After the collection “The Body Is All”, I focused on the cypresses immediately. Again, the same thing happened, my mood changed completely. I was exploring these cypresses, but again the same calamity befell the figures which were now represented by the cypresses. The cypresses had many wounds, many painful things had happened to them. And somehow these should have been drawn as I felt them. The drawn images may have a cold color and a pale and harsh atmosphere, unlike the Persian miniature, which is full of color, warmth and joy; but I had to do it anyway.

 

   • I am very happy that these two collections “The Body Is All” and “What Ever Happened to Cypress?” are shown together. Both collections are the representation of my body, meaning my body, your body, the bodies of all us… things happen to us every day and we suffer just as much.

The cypress is a symbol of life and freedom in Iranian culture as in other cultures. In my opinion, it is also a symbol of life.

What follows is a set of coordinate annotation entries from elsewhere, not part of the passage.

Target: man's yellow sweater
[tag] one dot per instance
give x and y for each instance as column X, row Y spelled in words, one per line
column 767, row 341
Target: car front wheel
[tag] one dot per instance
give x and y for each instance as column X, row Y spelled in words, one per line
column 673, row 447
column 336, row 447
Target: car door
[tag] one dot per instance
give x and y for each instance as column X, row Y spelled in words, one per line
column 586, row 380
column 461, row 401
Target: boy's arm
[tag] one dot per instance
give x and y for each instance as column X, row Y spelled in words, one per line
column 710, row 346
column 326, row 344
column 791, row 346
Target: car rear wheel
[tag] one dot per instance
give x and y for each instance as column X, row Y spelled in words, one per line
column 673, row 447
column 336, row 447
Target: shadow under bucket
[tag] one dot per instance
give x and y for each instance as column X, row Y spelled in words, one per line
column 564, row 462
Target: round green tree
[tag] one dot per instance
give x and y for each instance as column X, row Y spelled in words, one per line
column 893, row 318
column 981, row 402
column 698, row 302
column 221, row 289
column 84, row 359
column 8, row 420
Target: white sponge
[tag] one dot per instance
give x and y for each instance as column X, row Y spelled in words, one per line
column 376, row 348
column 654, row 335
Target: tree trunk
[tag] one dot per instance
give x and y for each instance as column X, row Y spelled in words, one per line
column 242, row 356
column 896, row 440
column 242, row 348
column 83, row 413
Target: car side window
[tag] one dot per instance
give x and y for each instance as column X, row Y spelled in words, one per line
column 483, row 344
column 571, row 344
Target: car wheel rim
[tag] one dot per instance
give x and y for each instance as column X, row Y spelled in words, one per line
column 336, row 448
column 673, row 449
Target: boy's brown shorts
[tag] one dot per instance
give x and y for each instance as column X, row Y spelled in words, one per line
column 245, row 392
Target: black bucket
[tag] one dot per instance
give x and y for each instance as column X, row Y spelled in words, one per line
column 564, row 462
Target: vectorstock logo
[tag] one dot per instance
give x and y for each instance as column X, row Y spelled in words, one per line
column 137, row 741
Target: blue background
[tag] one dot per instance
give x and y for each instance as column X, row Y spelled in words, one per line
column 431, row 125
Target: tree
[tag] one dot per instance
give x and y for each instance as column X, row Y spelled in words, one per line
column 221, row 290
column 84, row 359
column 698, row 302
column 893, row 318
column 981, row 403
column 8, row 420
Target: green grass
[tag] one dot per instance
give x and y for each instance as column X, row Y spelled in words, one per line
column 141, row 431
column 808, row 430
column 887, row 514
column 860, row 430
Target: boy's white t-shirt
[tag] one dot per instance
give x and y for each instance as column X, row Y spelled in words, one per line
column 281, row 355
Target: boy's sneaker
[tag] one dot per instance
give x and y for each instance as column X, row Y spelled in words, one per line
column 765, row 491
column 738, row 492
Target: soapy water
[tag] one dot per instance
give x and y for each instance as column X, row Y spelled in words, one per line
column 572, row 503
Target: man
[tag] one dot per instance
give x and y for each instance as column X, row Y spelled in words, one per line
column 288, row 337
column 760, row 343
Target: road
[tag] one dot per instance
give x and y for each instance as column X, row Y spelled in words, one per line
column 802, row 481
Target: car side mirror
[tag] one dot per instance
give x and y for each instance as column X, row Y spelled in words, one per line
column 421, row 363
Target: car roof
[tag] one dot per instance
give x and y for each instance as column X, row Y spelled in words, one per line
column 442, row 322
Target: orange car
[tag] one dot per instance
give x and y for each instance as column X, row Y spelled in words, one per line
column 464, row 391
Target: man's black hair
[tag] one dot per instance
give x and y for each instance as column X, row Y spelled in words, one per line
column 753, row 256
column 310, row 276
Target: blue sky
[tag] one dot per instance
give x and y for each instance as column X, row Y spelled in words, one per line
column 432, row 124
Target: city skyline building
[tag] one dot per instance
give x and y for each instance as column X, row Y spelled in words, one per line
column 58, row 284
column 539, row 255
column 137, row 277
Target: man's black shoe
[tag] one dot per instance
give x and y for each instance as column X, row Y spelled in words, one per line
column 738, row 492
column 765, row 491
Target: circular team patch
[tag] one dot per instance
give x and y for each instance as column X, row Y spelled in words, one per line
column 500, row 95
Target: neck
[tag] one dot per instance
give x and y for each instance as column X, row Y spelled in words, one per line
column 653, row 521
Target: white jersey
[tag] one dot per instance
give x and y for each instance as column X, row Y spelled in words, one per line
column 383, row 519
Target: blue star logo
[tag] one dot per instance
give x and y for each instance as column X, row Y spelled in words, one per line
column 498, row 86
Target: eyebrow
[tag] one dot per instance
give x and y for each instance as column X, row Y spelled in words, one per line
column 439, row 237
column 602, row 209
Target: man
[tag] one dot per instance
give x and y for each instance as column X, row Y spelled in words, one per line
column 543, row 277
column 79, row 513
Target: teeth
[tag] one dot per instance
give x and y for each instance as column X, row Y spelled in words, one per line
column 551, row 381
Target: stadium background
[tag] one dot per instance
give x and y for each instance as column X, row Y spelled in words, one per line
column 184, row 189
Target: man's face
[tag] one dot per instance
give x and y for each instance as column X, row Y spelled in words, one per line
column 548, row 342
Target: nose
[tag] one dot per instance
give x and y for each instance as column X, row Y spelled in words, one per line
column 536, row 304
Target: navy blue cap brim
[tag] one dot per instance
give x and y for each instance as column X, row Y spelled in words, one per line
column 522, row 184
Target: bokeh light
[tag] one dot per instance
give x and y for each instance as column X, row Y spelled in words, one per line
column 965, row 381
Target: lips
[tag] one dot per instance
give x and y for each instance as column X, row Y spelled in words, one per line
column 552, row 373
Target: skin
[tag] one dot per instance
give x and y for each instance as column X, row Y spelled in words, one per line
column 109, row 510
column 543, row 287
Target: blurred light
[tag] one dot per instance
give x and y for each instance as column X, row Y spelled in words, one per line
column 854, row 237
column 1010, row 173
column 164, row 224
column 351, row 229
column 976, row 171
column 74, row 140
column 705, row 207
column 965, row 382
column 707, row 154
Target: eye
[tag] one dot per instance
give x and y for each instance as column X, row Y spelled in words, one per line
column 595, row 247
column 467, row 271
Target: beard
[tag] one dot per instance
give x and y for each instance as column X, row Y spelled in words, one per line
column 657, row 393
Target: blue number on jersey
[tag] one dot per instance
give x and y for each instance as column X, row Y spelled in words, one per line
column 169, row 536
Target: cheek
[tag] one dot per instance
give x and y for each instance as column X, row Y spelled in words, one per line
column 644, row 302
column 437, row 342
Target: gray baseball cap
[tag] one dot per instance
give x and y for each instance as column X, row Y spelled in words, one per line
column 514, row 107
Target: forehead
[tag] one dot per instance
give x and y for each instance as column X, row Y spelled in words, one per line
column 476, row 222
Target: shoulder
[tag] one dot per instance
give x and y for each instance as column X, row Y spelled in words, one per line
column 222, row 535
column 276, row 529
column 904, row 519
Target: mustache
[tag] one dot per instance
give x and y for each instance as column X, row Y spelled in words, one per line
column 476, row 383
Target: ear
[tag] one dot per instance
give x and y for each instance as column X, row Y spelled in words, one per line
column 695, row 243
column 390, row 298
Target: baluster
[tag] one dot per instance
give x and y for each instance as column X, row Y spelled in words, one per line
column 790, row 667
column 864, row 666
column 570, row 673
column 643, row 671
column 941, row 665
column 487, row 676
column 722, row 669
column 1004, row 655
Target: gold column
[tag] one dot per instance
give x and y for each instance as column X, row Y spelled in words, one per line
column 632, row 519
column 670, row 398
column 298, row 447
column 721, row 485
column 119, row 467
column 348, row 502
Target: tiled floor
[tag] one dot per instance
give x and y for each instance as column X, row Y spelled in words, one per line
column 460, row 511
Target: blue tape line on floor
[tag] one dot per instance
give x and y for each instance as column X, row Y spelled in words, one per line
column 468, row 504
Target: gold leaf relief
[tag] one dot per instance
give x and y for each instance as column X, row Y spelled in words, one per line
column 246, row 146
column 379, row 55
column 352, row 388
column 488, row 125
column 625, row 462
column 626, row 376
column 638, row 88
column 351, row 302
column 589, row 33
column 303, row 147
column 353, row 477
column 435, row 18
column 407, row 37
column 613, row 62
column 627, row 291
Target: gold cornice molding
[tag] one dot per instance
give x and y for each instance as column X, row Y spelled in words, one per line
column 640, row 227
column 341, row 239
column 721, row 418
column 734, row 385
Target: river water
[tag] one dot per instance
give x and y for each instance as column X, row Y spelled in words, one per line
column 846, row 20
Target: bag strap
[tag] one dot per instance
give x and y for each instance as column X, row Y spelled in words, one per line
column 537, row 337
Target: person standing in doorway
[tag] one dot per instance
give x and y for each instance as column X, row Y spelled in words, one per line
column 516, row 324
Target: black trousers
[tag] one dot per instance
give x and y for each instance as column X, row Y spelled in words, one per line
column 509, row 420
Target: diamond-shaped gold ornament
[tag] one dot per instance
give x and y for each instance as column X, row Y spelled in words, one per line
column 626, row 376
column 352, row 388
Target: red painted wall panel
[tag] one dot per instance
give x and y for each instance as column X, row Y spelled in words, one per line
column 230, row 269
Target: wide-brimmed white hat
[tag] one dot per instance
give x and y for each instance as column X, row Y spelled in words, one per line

The evergreen nature of the cypress makes it a unique tree.
When we are engaged with a subject, it combines with what is already in our subconscious and eventually it comes out through our mental filter. Sometimes, it is not conscious and what we have not thought about comes on paper. But for me what I paint has roots in my interests. When I like something, it is certainly recorded somewhere in my mind. A time will come when it will be drawn on paper. I think anyone who works in arts, goes through a similar process. That is so, for me.